Tertio, bien que la France affiche avec panache que l'emploi en premier de l'arme nucléaire est un must pour défendre ses "intérêts vitaux", elle entend se ranger dans le camp des anti-proliférateurs. Mieux encore, elle se range aux côtés du président Barack Obama pour contrer par exemple tout retrait des armes nucléaires tactiques d'Europe occidentale. Elle le fait avec d'autant plus de détermination que tout retrait est vécu comme le pire des scénarios : les Russes voudront prendre en compte, au titre de l'OTAN, la composante aéroportée de la force nationale de dissuasion. Ce serait le début d'un engrenage dans les négociations internationales du désarmement que Paris veut s'éviter. Quitte à compromettre tout débat sérieux sur l'avenir de la défense et la sécurité européennes ; quitte à contrarier les préoccupations des alliés (Belgique, Luxembourg, Pays-Bas, Allemagne et Norvège) qui se font les porte-parole de leurs opinions publiques.

Ce faisant, la France occulte aussi le fait que les conditions de stockage de ces bombes (entre 250 et 480) n'ont rien à envier aux critères de sécurité (réelles ou supposées) en vigueur au Pakistan.
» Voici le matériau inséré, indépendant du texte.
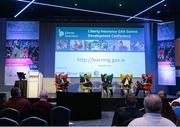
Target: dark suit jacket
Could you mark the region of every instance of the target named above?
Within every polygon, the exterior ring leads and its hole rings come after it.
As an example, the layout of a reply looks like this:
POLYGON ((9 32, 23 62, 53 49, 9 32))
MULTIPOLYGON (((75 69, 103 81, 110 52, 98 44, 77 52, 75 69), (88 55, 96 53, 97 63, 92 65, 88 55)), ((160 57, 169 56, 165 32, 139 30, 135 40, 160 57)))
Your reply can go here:
POLYGON ((142 117, 143 112, 134 107, 121 107, 115 111, 112 126, 127 126, 133 119, 142 117))

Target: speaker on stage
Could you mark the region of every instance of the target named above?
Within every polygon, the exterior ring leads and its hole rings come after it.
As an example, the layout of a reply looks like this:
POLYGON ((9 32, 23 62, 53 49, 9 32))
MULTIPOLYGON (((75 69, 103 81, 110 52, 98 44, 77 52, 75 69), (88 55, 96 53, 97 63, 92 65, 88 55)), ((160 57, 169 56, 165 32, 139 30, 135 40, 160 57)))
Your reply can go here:
POLYGON ((15 81, 14 87, 21 89, 21 96, 27 97, 27 80, 24 72, 17 72, 19 80, 15 81))

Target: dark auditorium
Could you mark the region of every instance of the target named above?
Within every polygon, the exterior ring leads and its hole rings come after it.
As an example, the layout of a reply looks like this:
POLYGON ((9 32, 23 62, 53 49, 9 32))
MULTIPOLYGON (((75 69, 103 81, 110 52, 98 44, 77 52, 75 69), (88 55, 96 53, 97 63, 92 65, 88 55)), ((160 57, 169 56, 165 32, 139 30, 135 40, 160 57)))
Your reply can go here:
POLYGON ((180 0, 0 0, 0 126, 180 126, 180 0))

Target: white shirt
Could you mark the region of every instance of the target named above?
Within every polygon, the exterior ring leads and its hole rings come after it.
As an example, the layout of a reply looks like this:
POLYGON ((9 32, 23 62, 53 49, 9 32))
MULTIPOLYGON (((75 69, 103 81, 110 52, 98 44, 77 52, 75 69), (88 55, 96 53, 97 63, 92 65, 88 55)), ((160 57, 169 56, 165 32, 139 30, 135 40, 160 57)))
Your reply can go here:
POLYGON ((128 127, 138 127, 138 126, 168 126, 176 127, 176 125, 170 120, 164 118, 159 113, 146 113, 143 117, 136 118, 131 121, 128 127))
POLYGON ((173 100, 173 101, 171 102, 171 105, 172 105, 173 102, 179 102, 179 103, 180 103, 180 97, 177 98, 177 99, 175 99, 175 100, 173 100))

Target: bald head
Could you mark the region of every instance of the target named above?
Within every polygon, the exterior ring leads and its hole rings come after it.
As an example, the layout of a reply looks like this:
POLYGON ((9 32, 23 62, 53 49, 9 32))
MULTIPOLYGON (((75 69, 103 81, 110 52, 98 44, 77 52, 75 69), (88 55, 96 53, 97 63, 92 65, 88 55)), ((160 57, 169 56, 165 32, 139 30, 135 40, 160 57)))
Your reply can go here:
POLYGON ((128 106, 130 107, 136 106, 136 102, 137 102, 136 97, 133 94, 128 94, 126 96, 126 103, 128 106))
POLYGON ((20 97, 21 96, 21 90, 20 88, 18 87, 13 87, 11 89, 11 97, 14 98, 14 97, 20 97))
POLYGON ((47 100, 48 99, 48 93, 46 90, 42 90, 40 93, 40 99, 47 100))
POLYGON ((165 93, 164 90, 160 90, 160 91, 158 92, 158 96, 159 96, 160 98, 166 98, 166 97, 167 97, 167 95, 166 95, 166 93, 165 93))
POLYGON ((155 94, 149 94, 144 98, 144 108, 148 113, 160 112, 162 107, 161 98, 155 94))

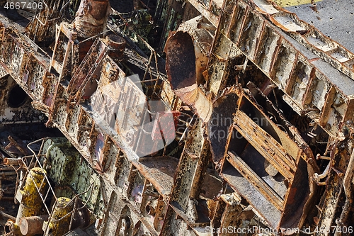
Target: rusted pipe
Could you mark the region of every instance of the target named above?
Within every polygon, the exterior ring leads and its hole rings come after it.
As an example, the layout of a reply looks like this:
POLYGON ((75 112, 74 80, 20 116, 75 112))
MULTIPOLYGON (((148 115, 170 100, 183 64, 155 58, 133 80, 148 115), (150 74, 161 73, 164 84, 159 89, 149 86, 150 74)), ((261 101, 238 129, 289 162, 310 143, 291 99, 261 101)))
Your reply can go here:
POLYGON ((37 189, 40 189, 41 194, 44 193, 47 185, 45 179, 46 174, 45 169, 39 167, 30 170, 25 186, 23 190, 20 190, 22 198, 17 213, 16 224, 18 224, 23 217, 34 216, 40 213, 43 203, 37 189))
POLYGON ((110 12, 108 0, 81 1, 74 23, 78 36, 86 38, 103 32, 110 12))
POLYGON ((18 225, 11 220, 5 224, 4 231, 6 236, 22 236, 18 225))
POLYGON ((24 217, 20 220, 18 226, 23 235, 42 235, 43 222, 48 220, 48 215, 24 217))
POLYGON ((4 158, 4 164, 7 166, 23 166, 22 158, 4 158))
POLYGON ((354 152, 353 152, 350 159, 348 164, 347 171, 343 180, 346 201, 343 206, 341 217, 337 222, 339 227, 347 224, 348 217, 353 204, 353 177, 354 176, 354 152))
POLYGON ((327 167, 324 169, 324 172, 322 174, 318 174, 317 173, 314 174, 314 176, 312 178, 313 178, 314 181, 316 181, 316 184, 317 185, 326 185, 326 182, 321 182, 320 181, 321 181, 321 179, 326 177, 327 176, 327 174, 329 174, 330 165, 331 165, 331 162, 329 163, 329 164, 327 165, 327 167))
POLYGON ((16 217, 12 216, 12 215, 8 215, 8 214, 6 214, 6 213, 5 213, 4 211, 2 211, 2 210, 0 210, 0 215, 1 215, 2 217, 10 219, 10 220, 13 220, 13 221, 16 220, 16 217))
POLYGON ((212 38, 207 30, 197 28, 199 18, 185 22, 177 32, 170 33, 164 49, 166 69, 176 96, 207 122, 212 104, 199 84, 204 81, 202 72, 206 69, 212 38))
POLYGON ((47 227, 47 234, 51 232, 52 236, 62 236, 69 231, 74 202, 68 198, 59 198, 55 203, 52 218, 47 227))

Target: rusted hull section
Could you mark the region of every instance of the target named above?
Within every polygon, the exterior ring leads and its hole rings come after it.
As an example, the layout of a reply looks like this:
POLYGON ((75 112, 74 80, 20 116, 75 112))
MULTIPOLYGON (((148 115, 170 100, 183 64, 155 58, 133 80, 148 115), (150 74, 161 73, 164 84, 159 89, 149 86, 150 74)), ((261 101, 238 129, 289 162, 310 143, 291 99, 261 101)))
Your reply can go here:
POLYGON ((263 0, 55 2, 0 18, 6 233, 350 230, 353 52, 263 0))

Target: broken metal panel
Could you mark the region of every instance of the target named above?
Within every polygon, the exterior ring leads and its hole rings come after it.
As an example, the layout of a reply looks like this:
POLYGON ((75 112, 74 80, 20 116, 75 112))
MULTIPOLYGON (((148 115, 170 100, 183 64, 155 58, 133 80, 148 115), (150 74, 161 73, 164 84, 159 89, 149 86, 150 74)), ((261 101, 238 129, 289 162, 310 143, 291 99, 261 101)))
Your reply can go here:
MULTIPOLYGON (((32 41, 5 24, 3 74, 23 87, 33 106, 49 117, 47 125, 57 127, 82 155, 62 154, 66 147, 50 152, 58 154, 50 158, 58 172, 51 169, 49 176, 60 182, 52 191, 55 198, 83 193, 103 235, 208 235, 210 226, 247 228, 259 225, 256 220, 270 229, 329 229, 341 215, 346 221, 350 189, 342 188, 341 178, 352 150, 351 53, 269 2, 189 3, 205 18, 187 21, 170 34, 165 48, 169 79, 144 37, 151 26, 120 30, 118 23, 135 22, 126 16, 116 17, 117 24, 110 21, 108 38, 96 40, 77 38, 72 24, 58 21, 54 50, 45 48, 50 53, 33 42, 38 43, 35 36, 32 41), (118 36, 127 30, 149 49, 149 58, 118 36), (178 63, 182 60, 184 64, 178 63), (137 71, 142 79, 127 81, 137 71), (129 135, 132 130, 135 135, 129 135), (65 169, 73 167, 72 176, 65 169), (58 174, 60 170, 65 174, 58 174), (88 179, 94 181, 80 187, 88 179), (64 182, 76 193, 60 190, 64 182), (87 190, 90 184, 99 189, 87 190), (317 185, 326 189, 317 191, 317 185), (314 218, 315 204, 326 210, 314 218)), ((169 4, 159 1, 155 15, 169 19, 162 45, 182 16, 194 16, 183 12, 181 2, 169 4)), ((154 15, 149 3, 138 5, 142 16, 154 15)), ((104 11, 98 13, 105 17, 104 11)), ((45 18, 45 11, 38 16, 45 18)), ((24 154, 10 142, 8 154, 16 148, 24 154)), ((51 207, 45 206, 48 214, 51 207)))

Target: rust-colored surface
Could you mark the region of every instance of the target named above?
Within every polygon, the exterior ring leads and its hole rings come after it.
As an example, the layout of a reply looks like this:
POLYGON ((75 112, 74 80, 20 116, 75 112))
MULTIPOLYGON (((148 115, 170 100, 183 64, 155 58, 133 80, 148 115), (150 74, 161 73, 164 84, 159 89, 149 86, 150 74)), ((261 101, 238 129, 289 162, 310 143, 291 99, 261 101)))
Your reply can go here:
POLYGON ((7 235, 350 234, 350 31, 263 0, 43 4, 0 11, 7 235))

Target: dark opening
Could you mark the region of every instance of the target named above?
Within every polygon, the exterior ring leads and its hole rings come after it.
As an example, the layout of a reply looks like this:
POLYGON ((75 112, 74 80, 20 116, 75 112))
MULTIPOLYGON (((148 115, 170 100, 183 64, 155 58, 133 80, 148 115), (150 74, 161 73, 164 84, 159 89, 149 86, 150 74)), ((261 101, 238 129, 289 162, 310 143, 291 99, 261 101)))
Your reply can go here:
POLYGON ((13 108, 20 107, 25 103, 26 98, 26 93, 20 86, 16 85, 11 89, 8 94, 8 106, 13 108))

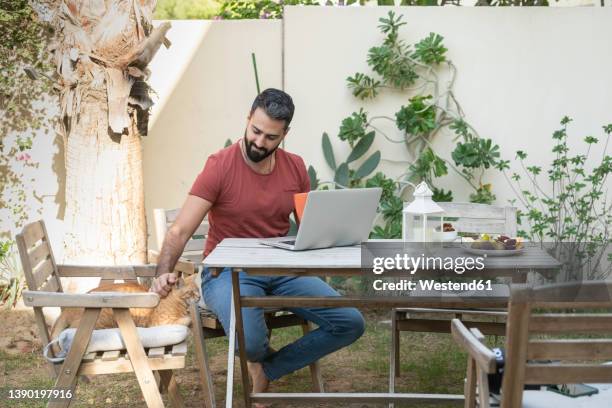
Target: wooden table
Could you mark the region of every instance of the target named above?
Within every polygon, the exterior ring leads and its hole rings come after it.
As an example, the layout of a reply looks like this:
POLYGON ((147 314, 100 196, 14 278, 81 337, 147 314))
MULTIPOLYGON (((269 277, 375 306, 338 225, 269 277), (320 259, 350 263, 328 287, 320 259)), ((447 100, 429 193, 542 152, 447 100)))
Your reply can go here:
MULTIPOLYGON (((383 241, 369 241, 383 242, 383 241)), ((386 242, 398 242, 386 240, 386 242)), ((462 256, 475 256, 462 253, 462 256)), ((241 271, 252 275, 281 276, 363 276, 361 267, 361 247, 338 247, 311 251, 292 252, 284 249, 261 245, 256 238, 224 239, 206 257, 205 267, 211 269, 213 276, 225 267, 232 271, 232 319, 227 369, 226 407, 232 407, 233 373, 235 358, 236 334, 239 345, 240 368, 244 391, 244 402, 250 407, 253 402, 272 403, 278 401, 296 402, 435 402, 463 401, 463 395, 442 394, 407 394, 407 393, 249 393, 251 389, 245 353, 242 307, 355 307, 359 308, 393 308, 393 307, 433 307, 433 308, 505 308, 508 303, 508 291, 505 293, 483 294, 471 293, 468 297, 439 292, 411 293, 407 296, 392 297, 293 297, 266 296, 245 297, 240 295, 238 274, 241 271)), ((466 272, 462 276, 487 279, 493 277, 511 277, 513 282, 525 282, 530 271, 550 272, 560 264, 544 250, 538 247, 525 248, 523 254, 512 257, 489 257, 486 268, 474 273, 466 272), (476 273, 477 272, 477 273, 476 273)), ((434 271, 427 272, 427 276, 434 271)), ((436 271, 446 276, 457 276, 452 271, 436 271)), ((373 274, 371 276, 374 276, 373 274)), ((380 276, 390 276, 385 273, 380 276)), ((424 278, 423 273, 412 279, 424 278)))

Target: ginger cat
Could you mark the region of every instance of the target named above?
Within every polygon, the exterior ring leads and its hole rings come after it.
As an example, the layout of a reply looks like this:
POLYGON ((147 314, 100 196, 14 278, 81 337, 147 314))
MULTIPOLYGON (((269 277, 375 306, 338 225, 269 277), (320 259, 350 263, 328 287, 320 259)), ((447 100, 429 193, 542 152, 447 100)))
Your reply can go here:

Mais c'est, croit-on à Paris, le prix à payer pour peser dans ce débat, au risque d'apparaître plus "otaniste" que les voisins. Mieux encore, Paris compte démontrer que la vertu de l'exemple ne fonctionne pas dans la diplomatie atomique ; que la "stricte suffisance" à 300 têtes nucléaires n'est pas négociable ; qu'il s'agit là d'un principe que les idéologues de l'abolitionnisme (et le courant pacifiste autour de l'option zéro) vont devoir prendre en compte.

Tandis qu'un consensus se dessine parmi les experts pour dire qu'un monde sans armes nucléaire serait sans doute plus dangereux que le monde d'aujourd'hui (voir notamment Bruno Tertrais, dans la note n° 09/09 de la Fondation de Recherche Stratégique), la question du désarmement nucléaire revient sur le devant de la scène publique. C'est dans l'air du temps. Cela risque de ne pas se dissiper de sitôt. On peut prévoir que le sujet fasse l'objet d'un débat public avant la présidentielle de 2012, qu'il pèsera dans le choix des citoyens amenés à choisir leur candidat aussi en fonction de ces enjeux.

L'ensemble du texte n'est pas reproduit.